A drug that targets ALK, crizotinib, was approved in 2011 by the United States Food and Drug Administration (FDA) but patients develop resistance to this drug within a year. As a result, next-generation ALK inhibitors, such as alectinib, are being developed. Alectinib was recently approved in Japan and has “breakthrough therapy” designation from the FDA.

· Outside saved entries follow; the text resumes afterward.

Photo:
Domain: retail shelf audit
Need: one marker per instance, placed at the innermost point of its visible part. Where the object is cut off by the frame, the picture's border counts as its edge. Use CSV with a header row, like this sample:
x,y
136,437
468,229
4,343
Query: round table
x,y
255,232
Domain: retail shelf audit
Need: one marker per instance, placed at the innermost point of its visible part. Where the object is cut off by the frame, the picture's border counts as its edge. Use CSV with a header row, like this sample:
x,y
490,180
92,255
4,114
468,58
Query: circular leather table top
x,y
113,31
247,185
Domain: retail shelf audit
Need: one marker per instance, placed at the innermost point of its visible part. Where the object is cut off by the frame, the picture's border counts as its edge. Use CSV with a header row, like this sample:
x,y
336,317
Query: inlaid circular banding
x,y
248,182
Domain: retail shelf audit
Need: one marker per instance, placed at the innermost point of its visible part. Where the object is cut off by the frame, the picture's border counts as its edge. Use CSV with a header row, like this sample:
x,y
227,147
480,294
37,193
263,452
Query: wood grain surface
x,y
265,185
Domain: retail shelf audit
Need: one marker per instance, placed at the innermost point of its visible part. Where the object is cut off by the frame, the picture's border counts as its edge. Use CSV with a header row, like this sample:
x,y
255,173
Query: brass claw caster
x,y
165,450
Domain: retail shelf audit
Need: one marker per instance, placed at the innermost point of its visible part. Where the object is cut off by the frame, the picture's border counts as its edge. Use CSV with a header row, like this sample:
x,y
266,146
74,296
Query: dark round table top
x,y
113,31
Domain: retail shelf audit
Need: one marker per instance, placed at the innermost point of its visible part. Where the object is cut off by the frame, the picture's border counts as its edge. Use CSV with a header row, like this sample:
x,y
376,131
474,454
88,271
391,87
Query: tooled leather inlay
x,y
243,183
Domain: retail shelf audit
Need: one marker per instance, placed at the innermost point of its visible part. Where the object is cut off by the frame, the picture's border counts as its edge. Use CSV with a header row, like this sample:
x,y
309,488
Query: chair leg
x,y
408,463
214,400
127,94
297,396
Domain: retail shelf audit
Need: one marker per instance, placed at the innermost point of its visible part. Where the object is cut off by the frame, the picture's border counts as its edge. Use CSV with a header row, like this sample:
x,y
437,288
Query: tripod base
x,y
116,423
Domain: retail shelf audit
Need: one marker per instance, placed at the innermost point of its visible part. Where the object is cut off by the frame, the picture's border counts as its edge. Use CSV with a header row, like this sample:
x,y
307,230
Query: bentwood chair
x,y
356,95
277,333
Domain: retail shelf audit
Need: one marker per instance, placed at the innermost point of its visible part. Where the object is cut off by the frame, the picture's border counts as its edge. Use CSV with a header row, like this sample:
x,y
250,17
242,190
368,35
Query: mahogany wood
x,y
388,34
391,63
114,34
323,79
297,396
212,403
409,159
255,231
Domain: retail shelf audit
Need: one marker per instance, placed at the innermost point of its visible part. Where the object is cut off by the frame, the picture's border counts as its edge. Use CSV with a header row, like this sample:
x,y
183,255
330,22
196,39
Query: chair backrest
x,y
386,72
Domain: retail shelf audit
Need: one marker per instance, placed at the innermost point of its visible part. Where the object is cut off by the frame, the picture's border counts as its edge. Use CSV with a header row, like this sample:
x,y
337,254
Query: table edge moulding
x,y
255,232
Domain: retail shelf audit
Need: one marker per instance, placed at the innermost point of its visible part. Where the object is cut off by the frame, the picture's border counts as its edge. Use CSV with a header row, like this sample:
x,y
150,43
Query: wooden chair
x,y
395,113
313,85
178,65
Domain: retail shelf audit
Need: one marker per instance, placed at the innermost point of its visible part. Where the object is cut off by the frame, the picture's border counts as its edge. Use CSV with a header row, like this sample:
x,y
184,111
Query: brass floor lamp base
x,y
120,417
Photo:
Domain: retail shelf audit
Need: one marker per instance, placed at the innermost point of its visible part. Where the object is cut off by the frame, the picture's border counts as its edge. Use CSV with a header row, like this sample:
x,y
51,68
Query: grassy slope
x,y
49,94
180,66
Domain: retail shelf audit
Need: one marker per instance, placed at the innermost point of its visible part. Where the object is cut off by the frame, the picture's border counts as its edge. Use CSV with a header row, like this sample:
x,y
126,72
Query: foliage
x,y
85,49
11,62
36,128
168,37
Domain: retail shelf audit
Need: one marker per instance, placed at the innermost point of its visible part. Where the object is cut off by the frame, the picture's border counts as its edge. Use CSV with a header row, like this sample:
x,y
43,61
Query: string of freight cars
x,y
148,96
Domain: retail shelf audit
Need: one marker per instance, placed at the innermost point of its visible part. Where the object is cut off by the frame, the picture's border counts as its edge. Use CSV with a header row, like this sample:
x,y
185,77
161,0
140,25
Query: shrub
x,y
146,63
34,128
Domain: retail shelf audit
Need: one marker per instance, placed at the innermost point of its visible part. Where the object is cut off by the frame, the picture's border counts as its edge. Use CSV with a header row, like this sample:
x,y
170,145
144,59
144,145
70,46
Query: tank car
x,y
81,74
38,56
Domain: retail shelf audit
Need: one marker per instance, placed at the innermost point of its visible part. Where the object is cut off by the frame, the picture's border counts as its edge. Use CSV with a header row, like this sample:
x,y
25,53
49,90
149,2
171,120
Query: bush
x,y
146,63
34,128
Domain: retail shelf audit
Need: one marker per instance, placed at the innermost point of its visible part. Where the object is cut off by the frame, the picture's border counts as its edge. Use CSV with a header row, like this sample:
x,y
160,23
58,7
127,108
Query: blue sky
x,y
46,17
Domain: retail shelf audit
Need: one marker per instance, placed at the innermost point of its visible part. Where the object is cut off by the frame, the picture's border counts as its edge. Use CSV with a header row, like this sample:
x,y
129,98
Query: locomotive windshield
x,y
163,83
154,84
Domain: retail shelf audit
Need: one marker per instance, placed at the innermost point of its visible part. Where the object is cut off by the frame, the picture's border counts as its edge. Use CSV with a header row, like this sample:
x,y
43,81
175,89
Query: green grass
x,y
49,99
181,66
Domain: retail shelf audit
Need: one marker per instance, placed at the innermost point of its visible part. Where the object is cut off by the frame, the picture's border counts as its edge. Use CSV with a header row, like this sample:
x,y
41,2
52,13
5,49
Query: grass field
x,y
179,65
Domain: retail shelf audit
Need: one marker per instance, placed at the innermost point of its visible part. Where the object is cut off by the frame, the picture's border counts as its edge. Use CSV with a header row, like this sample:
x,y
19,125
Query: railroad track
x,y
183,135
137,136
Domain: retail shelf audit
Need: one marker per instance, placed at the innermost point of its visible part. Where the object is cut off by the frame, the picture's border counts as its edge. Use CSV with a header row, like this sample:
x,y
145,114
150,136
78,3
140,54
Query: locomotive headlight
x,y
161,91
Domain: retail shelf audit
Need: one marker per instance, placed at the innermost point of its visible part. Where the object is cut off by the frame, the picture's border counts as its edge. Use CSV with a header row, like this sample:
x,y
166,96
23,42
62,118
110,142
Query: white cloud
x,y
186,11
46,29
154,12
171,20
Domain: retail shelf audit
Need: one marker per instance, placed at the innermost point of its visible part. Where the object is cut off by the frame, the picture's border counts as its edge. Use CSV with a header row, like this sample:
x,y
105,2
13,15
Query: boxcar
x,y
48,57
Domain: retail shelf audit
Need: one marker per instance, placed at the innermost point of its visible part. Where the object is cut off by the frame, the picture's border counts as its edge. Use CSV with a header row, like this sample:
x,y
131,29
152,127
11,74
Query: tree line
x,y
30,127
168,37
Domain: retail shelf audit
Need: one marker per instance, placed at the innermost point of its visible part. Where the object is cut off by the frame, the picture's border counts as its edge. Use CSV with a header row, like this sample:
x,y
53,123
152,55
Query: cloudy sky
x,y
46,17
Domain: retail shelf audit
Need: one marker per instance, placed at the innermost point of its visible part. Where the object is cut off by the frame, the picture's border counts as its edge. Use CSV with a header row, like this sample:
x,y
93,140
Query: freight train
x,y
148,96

“Our studies suggest that ceritinib may be effective against ALK-positive lung cancers that have become resistant to alectinib due to the mutations we have identified,” said Shaw. “There are eight next-generation ALK inhibitors that have entered the clinic and our results show that ALK-positive lung cancer patients may benefit from multiple, sequential ALK-inhibitor therapies depending on the underlying resistance mechanism.”

Using a computational model, Shaw and colleagues found that the two newly identified mutations decreased the binding affinity of alectinib to its target in the tumor, thereby enabling the tumor to become resistant to the drug. They conducted more laboratory experiments and identified two more-potent, next-generation ALK inhibitors, ceritinib and AP26113, to be effective in tumors that developed resistance to alectinib.

Shaw and colleagues treated a lung cancer patient who developed resistance to alectinib with ceritinib and this patient had a marked response to ceritinib, which lasted for seven months.

“These studies have been invaluable in learning how ALK-positive cancers become resistant to different ALK inhibitors and in identifying the best therapeutic strategies that will reinduce remissions,” said Jeffrey A. Engelman, MD, PhD, director of the Center for Thoracic Cancers at the Massachusetts General Hospital Cancer Center, and a co-investigator of this study.

This study was funded by the National Cancer Institute and the Japan Society for the Promotion of Science KAKENHI grants. Shaw is a consultant for Pfizer, Novartis, Chugai Pharmaceutical Co., Ariad Pharmaceuticals Inc., Ignyta Inc., Daiichi-Sankyo, and Genentech. Engelman is a consultant for Genentech, Chugai, and Novartis.